Ława przysięgłych uznała autopilota Tesli za niewinnego śmiertelnego wypadku z udziałem samochodu elektrycznego Model 3 w 2019 r.
W 2019 r. samochód elektryczny Tesla uczestniczył w śmiertelnym wypadku drogowym. Cztery lata później ława przysięgłych uznała system automatycznego pilotowania za niewinny tragedii. To już drugie zwycięstwo firmy Elona Muska w takim postępowaniu.
Co wiadomo
Początkowo informowano, że winę za śmiertelny wypadek ponosi autopilot Tesli. W pozwie stwierdzono, że Tesla świadomie sprzedawała samochody elektryczne z wadliwym systemem autopilota.
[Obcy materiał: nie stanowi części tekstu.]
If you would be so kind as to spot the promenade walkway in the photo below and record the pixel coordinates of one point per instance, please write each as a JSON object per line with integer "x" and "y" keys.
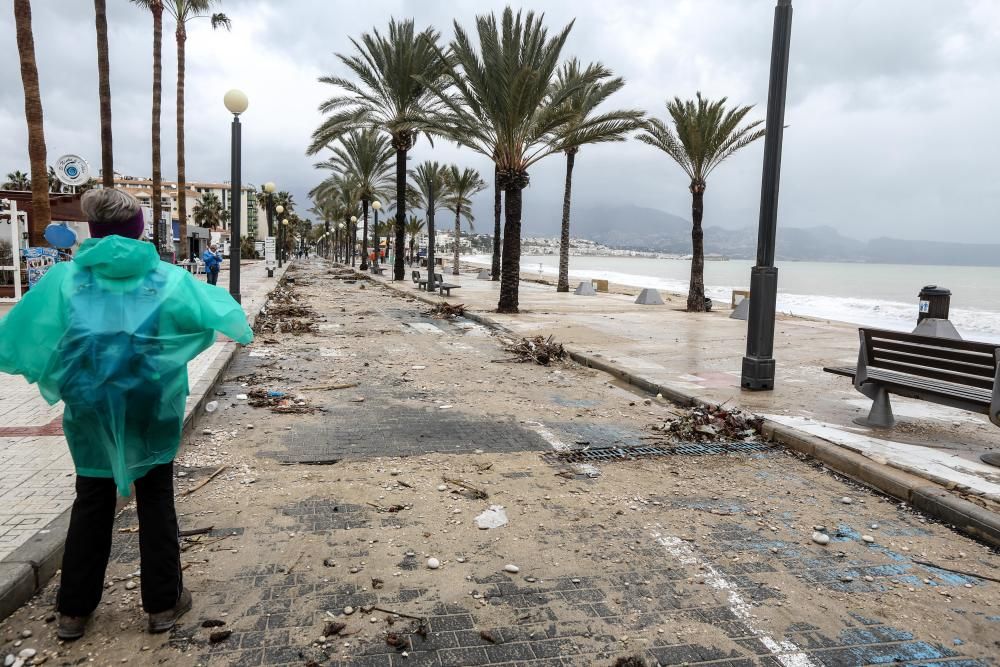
{"x": 36, "y": 471}
{"x": 700, "y": 354}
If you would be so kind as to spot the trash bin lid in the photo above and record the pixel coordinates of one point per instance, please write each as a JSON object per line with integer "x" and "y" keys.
{"x": 934, "y": 290}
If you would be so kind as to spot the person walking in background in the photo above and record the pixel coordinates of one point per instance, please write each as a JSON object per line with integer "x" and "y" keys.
{"x": 213, "y": 264}
{"x": 110, "y": 335}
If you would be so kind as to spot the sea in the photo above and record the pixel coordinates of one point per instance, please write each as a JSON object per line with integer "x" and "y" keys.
{"x": 877, "y": 295}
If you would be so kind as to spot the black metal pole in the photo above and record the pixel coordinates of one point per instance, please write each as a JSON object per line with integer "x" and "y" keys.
{"x": 235, "y": 204}
{"x": 758, "y": 364}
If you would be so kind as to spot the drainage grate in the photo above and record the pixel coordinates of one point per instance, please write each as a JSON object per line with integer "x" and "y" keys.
{"x": 599, "y": 454}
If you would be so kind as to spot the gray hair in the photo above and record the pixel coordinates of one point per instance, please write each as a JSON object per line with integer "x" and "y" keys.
{"x": 109, "y": 205}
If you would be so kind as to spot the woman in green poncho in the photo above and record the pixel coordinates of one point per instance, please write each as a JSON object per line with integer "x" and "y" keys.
{"x": 110, "y": 335}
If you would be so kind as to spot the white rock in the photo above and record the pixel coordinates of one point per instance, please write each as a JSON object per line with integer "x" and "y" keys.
{"x": 494, "y": 517}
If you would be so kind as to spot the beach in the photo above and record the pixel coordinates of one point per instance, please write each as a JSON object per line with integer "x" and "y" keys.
{"x": 879, "y": 295}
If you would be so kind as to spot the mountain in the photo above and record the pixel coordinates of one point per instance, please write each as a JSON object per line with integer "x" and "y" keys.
{"x": 639, "y": 228}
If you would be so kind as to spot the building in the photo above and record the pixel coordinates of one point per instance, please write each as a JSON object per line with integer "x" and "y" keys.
{"x": 198, "y": 237}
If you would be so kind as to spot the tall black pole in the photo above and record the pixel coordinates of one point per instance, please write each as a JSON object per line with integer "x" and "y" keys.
{"x": 235, "y": 204}
{"x": 758, "y": 364}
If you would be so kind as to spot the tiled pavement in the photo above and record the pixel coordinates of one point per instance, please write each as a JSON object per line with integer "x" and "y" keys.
{"x": 36, "y": 471}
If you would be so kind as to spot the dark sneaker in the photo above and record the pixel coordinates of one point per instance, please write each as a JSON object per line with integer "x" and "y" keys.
{"x": 166, "y": 620}
{"x": 71, "y": 627}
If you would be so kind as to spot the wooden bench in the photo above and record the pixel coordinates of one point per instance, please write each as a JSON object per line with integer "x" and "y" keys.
{"x": 442, "y": 287}
{"x": 960, "y": 374}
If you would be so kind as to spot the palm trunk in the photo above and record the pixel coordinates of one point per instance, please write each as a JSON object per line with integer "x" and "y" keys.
{"x": 563, "y": 284}
{"x": 181, "y": 176}
{"x": 430, "y": 239}
{"x": 158, "y": 241}
{"x": 104, "y": 88}
{"x": 41, "y": 214}
{"x": 458, "y": 231}
{"x": 364, "y": 235}
{"x": 495, "y": 273}
{"x": 510, "y": 274}
{"x": 397, "y": 266}
{"x": 696, "y": 291}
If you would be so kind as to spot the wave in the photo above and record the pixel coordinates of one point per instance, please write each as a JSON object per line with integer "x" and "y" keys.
{"x": 973, "y": 324}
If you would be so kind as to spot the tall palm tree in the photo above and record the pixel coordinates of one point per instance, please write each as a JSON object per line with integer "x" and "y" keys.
{"x": 155, "y": 7}
{"x": 430, "y": 180}
{"x": 504, "y": 108}
{"x": 365, "y": 156}
{"x": 41, "y": 213}
{"x": 587, "y": 127}
{"x": 209, "y": 212}
{"x": 414, "y": 228}
{"x": 17, "y": 180}
{"x": 395, "y": 73}
{"x": 704, "y": 134}
{"x": 463, "y": 185}
{"x": 104, "y": 89}
{"x": 183, "y": 11}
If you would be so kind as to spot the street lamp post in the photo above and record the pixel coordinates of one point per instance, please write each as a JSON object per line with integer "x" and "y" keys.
{"x": 354, "y": 238}
{"x": 236, "y": 102}
{"x": 269, "y": 189}
{"x": 758, "y": 364}
{"x": 375, "y": 207}
{"x": 279, "y": 209}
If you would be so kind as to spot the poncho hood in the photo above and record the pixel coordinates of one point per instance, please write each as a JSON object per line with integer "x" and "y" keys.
{"x": 117, "y": 257}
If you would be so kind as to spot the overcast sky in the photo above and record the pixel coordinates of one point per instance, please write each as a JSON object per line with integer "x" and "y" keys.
{"x": 891, "y": 115}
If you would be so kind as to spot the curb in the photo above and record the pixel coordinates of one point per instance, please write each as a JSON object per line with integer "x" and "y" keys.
{"x": 928, "y": 497}
{"x": 26, "y": 570}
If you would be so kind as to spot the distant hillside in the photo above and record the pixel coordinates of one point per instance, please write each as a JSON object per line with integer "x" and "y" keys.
{"x": 639, "y": 228}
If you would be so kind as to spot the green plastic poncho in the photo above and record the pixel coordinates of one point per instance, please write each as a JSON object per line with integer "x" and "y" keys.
{"x": 110, "y": 334}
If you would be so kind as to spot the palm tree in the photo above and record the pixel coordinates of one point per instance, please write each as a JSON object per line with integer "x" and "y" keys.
{"x": 393, "y": 95}
{"x": 430, "y": 181}
{"x": 587, "y": 127}
{"x": 155, "y": 7}
{"x": 104, "y": 88}
{"x": 505, "y": 109}
{"x": 414, "y": 227}
{"x": 17, "y": 180}
{"x": 363, "y": 155}
{"x": 463, "y": 185}
{"x": 208, "y": 212}
{"x": 41, "y": 213}
{"x": 184, "y": 11}
{"x": 705, "y": 133}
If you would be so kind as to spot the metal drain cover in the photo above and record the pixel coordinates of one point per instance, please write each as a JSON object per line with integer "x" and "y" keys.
{"x": 597, "y": 454}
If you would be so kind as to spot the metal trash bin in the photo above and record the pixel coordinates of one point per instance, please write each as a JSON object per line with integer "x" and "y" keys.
{"x": 934, "y": 302}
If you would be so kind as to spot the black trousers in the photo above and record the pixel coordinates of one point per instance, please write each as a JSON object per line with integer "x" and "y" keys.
{"x": 88, "y": 543}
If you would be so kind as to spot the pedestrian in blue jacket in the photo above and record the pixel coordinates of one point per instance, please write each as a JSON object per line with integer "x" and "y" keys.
{"x": 213, "y": 263}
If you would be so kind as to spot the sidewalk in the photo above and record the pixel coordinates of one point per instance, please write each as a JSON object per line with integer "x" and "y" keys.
{"x": 699, "y": 355}
{"x": 313, "y": 545}
{"x": 36, "y": 471}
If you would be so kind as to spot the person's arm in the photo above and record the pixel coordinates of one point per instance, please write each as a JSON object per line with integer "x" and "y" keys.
{"x": 31, "y": 331}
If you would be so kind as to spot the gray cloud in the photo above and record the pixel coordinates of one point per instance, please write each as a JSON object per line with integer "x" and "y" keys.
{"x": 890, "y": 113}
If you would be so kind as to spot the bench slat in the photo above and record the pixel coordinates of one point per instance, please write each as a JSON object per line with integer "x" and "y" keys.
{"x": 924, "y": 360}
{"x": 954, "y": 378}
{"x": 931, "y": 341}
{"x": 963, "y": 356}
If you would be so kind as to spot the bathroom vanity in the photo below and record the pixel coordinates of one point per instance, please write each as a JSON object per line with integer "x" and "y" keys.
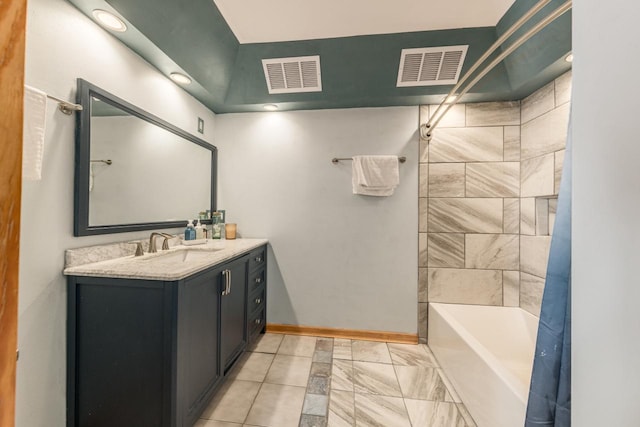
{"x": 152, "y": 338}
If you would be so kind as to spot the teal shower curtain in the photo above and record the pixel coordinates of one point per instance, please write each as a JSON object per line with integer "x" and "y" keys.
{"x": 550, "y": 391}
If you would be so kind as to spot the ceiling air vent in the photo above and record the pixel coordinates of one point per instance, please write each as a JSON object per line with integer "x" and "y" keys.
{"x": 293, "y": 75}
{"x": 431, "y": 66}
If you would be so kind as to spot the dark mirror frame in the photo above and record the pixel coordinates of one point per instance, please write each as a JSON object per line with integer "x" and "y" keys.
{"x": 81, "y": 225}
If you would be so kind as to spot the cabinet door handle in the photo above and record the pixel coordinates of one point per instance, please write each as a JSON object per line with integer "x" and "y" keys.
{"x": 227, "y": 282}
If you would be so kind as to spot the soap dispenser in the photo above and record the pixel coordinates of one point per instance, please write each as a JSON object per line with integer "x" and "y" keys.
{"x": 199, "y": 231}
{"x": 189, "y": 232}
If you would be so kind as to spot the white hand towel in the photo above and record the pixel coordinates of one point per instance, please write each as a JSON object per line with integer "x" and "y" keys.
{"x": 375, "y": 175}
{"x": 35, "y": 112}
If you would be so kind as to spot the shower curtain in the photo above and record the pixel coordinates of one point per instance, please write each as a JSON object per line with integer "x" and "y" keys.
{"x": 550, "y": 391}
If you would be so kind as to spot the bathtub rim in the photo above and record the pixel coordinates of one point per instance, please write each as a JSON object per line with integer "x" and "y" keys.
{"x": 519, "y": 389}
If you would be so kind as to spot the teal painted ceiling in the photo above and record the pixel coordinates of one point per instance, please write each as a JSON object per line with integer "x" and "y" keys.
{"x": 192, "y": 37}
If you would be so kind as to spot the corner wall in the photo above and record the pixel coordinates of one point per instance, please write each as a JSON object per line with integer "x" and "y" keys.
{"x": 339, "y": 260}
{"x": 545, "y": 117}
{"x": 62, "y": 45}
{"x": 469, "y": 209}
{"x": 487, "y": 184}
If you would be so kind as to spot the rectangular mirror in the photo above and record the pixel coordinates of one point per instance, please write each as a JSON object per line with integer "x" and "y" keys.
{"x": 134, "y": 171}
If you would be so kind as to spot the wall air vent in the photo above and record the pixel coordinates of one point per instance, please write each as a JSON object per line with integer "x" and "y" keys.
{"x": 431, "y": 66}
{"x": 293, "y": 75}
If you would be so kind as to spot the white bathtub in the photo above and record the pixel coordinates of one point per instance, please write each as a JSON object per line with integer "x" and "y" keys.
{"x": 487, "y": 353}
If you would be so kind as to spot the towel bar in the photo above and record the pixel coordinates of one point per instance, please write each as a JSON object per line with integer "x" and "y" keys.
{"x": 337, "y": 159}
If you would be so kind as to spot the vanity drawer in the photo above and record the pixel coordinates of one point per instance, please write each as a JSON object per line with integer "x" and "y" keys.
{"x": 256, "y": 301}
{"x": 256, "y": 279}
{"x": 257, "y": 322}
{"x": 257, "y": 258}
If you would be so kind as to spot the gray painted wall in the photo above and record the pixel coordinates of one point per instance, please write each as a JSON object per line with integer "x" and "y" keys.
{"x": 63, "y": 44}
{"x": 606, "y": 203}
{"x": 338, "y": 260}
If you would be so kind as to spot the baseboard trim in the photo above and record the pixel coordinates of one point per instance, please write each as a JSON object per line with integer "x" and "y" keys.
{"x": 354, "y": 334}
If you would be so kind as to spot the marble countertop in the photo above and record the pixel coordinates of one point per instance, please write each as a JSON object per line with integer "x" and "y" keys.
{"x": 175, "y": 263}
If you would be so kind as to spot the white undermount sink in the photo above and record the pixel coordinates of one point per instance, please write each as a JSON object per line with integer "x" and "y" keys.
{"x": 184, "y": 255}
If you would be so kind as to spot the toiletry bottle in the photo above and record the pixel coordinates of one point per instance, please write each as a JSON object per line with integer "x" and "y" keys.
{"x": 199, "y": 231}
{"x": 216, "y": 232}
{"x": 189, "y": 232}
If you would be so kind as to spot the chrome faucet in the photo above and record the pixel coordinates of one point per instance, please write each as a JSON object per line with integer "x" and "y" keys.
{"x": 152, "y": 241}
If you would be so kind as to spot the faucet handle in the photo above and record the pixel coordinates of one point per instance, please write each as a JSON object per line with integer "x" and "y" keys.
{"x": 139, "y": 250}
{"x": 165, "y": 242}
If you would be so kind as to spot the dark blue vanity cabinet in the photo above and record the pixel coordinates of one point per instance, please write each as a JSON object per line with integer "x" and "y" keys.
{"x": 149, "y": 353}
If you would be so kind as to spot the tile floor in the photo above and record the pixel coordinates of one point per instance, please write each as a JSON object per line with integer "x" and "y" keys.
{"x": 297, "y": 381}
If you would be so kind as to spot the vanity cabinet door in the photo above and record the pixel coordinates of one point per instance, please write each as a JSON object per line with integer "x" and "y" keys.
{"x": 233, "y": 316}
{"x": 198, "y": 341}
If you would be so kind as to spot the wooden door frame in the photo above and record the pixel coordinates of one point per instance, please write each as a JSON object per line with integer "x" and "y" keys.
{"x": 12, "y": 53}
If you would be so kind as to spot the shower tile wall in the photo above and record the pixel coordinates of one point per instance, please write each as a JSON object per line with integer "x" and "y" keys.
{"x": 484, "y": 220}
{"x": 469, "y": 207}
{"x": 545, "y": 116}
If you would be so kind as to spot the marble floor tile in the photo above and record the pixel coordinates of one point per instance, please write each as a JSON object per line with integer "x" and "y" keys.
{"x": 341, "y": 409}
{"x": 320, "y": 356}
{"x": 321, "y": 370}
{"x": 318, "y": 385}
{"x": 375, "y": 378}
{"x": 253, "y": 367}
{"x": 324, "y": 344}
{"x": 289, "y": 370}
{"x": 277, "y": 406}
{"x": 370, "y": 351}
{"x": 380, "y": 411}
{"x": 267, "y": 343}
{"x": 232, "y": 402}
{"x": 312, "y": 421}
{"x": 342, "y": 349}
{"x": 417, "y": 382}
{"x": 342, "y": 375}
{"x": 464, "y": 412}
{"x": 411, "y": 355}
{"x": 214, "y": 423}
{"x": 434, "y": 414}
{"x": 315, "y": 404}
{"x": 298, "y": 346}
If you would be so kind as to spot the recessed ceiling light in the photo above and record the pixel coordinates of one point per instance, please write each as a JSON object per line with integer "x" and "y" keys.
{"x": 109, "y": 20}
{"x": 180, "y": 78}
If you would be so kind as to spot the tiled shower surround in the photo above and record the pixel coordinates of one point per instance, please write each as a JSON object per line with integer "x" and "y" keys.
{"x": 488, "y": 179}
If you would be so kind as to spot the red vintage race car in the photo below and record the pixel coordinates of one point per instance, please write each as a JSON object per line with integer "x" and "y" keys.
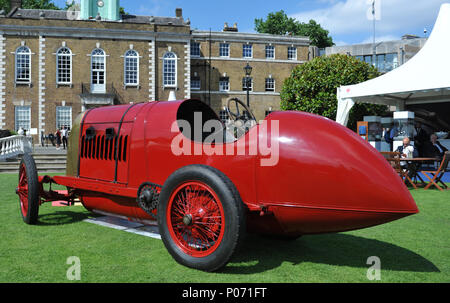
{"x": 205, "y": 184}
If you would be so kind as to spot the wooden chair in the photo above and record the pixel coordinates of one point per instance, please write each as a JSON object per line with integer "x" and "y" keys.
{"x": 394, "y": 159}
{"x": 435, "y": 176}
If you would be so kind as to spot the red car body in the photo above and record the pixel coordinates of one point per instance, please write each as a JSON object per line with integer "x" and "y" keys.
{"x": 326, "y": 178}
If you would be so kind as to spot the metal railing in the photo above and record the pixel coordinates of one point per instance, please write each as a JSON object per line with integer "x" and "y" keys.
{"x": 14, "y": 146}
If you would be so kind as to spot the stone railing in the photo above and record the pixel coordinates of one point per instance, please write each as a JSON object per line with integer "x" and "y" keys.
{"x": 15, "y": 146}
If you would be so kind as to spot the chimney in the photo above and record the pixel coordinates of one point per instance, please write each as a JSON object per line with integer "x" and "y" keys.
{"x": 16, "y": 4}
{"x": 179, "y": 12}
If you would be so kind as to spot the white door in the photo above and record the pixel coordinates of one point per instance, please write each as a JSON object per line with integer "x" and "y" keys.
{"x": 98, "y": 71}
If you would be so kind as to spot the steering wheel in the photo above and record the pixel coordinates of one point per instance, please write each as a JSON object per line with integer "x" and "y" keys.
{"x": 242, "y": 120}
{"x": 237, "y": 115}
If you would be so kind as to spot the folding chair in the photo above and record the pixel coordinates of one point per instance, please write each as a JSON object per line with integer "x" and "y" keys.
{"x": 435, "y": 176}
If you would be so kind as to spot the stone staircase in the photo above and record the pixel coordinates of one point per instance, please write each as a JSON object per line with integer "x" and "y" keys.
{"x": 48, "y": 160}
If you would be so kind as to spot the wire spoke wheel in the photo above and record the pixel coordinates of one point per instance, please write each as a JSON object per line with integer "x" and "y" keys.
{"x": 28, "y": 189}
{"x": 23, "y": 190}
{"x": 201, "y": 217}
{"x": 196, "y": 219}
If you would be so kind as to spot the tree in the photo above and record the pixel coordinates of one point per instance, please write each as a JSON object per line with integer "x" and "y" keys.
{"x": 279, "y": 23}
{"x": 312, "y": 87}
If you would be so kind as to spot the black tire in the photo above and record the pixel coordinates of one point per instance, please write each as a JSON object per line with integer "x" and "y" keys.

W pozwie stwierdzono, że wadliwy system autopilota spowodował, że samochód elektryczny Tesla Model 3 uczestniczył w wypadku, w wyniku którego śmierć poniósł kierowca, a dwóch pasażerów odniosło obrażenia. Samochód poruszał się z prędkością 105 km/h.
Prawnicy powodów zażądali od Tesli 400 000 dolarów i grzywny. Według nich kierowca otrzymał oprogramowanie pilotażowe przy zakupie samochodu elektrycznego w 2019 roku. Rzekomo system autopilota był w stanie samodzielnie prowadzić samochód.
Tesla stwierdziła, że przyczyną wypadku był błąd ludzki. Ponadto testy wykazały, że kierowca spożywał alkohol. Firma zauważyła również, że analiza oprogramowania, na którą powołują się prawnicy powoda, nie szukała istniejących, a jedynie teoretycznie możliwych problemów w systemie autopilota.